Don’t go into your job interview without reasons for wanting to hold this exact role.
17. What does integrity mean to you?
Employers don’t just care about hard work and productivity; they want ethical and honest workers, too.
So they may ask a question like, “What does integrity mean to you?”
When you work remotely, they want to trust that you’ll work just as well as you would in a traditional office environment.
Not every candidate is up to this task, and employers work hard to only select the candidates who are.
You have to show that you’re 100% trustworthy if you want to be a fully-remote employee.
18. What motivates you?
There are many perks to working in a remote environment, but one possible risk is that you’re not receiving encouragement and motivation from sitting in an office with your peers.
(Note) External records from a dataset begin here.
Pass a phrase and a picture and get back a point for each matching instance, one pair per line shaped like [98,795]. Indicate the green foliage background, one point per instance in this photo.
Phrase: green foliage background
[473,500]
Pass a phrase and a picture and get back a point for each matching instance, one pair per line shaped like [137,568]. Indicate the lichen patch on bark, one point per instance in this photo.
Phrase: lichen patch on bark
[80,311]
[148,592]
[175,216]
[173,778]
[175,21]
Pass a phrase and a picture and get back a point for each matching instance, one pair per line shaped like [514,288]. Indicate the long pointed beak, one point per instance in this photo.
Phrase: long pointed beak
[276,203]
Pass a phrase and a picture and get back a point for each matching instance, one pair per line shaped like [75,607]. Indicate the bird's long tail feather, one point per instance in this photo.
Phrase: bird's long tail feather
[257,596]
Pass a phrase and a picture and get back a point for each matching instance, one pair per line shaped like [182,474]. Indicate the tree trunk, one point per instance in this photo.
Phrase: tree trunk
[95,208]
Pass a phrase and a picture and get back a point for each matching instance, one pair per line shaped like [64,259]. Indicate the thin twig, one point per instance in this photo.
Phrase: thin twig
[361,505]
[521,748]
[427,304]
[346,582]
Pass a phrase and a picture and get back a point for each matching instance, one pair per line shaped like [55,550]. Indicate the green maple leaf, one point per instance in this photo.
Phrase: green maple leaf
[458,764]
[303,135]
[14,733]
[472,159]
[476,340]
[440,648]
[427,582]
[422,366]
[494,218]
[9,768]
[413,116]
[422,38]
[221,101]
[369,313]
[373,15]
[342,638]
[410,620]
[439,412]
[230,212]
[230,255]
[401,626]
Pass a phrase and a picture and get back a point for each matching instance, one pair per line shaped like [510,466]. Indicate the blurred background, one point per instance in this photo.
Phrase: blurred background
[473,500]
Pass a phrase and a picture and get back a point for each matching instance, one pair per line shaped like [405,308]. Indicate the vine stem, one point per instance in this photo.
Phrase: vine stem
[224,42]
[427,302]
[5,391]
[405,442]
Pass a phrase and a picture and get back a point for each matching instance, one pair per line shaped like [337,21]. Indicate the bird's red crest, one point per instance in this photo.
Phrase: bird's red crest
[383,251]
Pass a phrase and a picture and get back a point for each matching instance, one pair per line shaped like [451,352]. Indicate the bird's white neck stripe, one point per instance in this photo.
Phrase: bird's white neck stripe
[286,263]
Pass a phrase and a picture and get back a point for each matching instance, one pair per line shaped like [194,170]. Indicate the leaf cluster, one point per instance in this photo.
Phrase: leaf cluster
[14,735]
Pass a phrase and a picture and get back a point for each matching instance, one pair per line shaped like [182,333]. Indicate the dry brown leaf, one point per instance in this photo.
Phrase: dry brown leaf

So hiring managers want to know what motivates you to come to work each day.
In your remote job interview, be ready to share at least one factor that motivates you in this particular industry or job, apart from the money.
Don’t mention working remotely when answering this interview question; focus on discussing the work, the industry, the impact the company is having, etc.
19. Do you have any questions for us?
Employers interview a lot of people for each remote role, and they get plenty of applicants.
So they’re going to choose a candidate who comes prepared with great questions and who seems engaged in the interview process.
Always ask questions in your remote work interview.
Not asking questions can cost you the job whether the interview is a phone call, video call, or in person.
Here are examples of interview questions to ask remote employers:
- How do other remote team members stay organized?
- What are the company’s team-building opportunities, and how employees make up for the lack of face-to-face socialization in remote working?
- What are the different communication platforms that the existing team uses to stay aligned?
- What is the most challenging project that the group is tackling right now?
- What do you wish you knew before you worked remotely?
- What are some initial goals for the role, for example, “what would success look like in the first 90 days here?” or “what are you hoping someone new can bring to the role?”
Conclusion: Common Interview Questions for Remote Jobs
Pursuing remote work is competitive and these positions are highly sought-after.
Working remotely requires employees to be trustworthy, organized, and competent, and employers typically grill candidates with tough questions.
They’ll ask why you want to work remotely, why you think you’re up to the challenge, and why this particular role made you want to apply…
…Plus every other topic that we looked at above.
Practice the questions in the list above, be ready to impress employers with your communication skills and organization, and conclude with great questions of your own.
That’s how to show a remote company that you’re the right person to hire.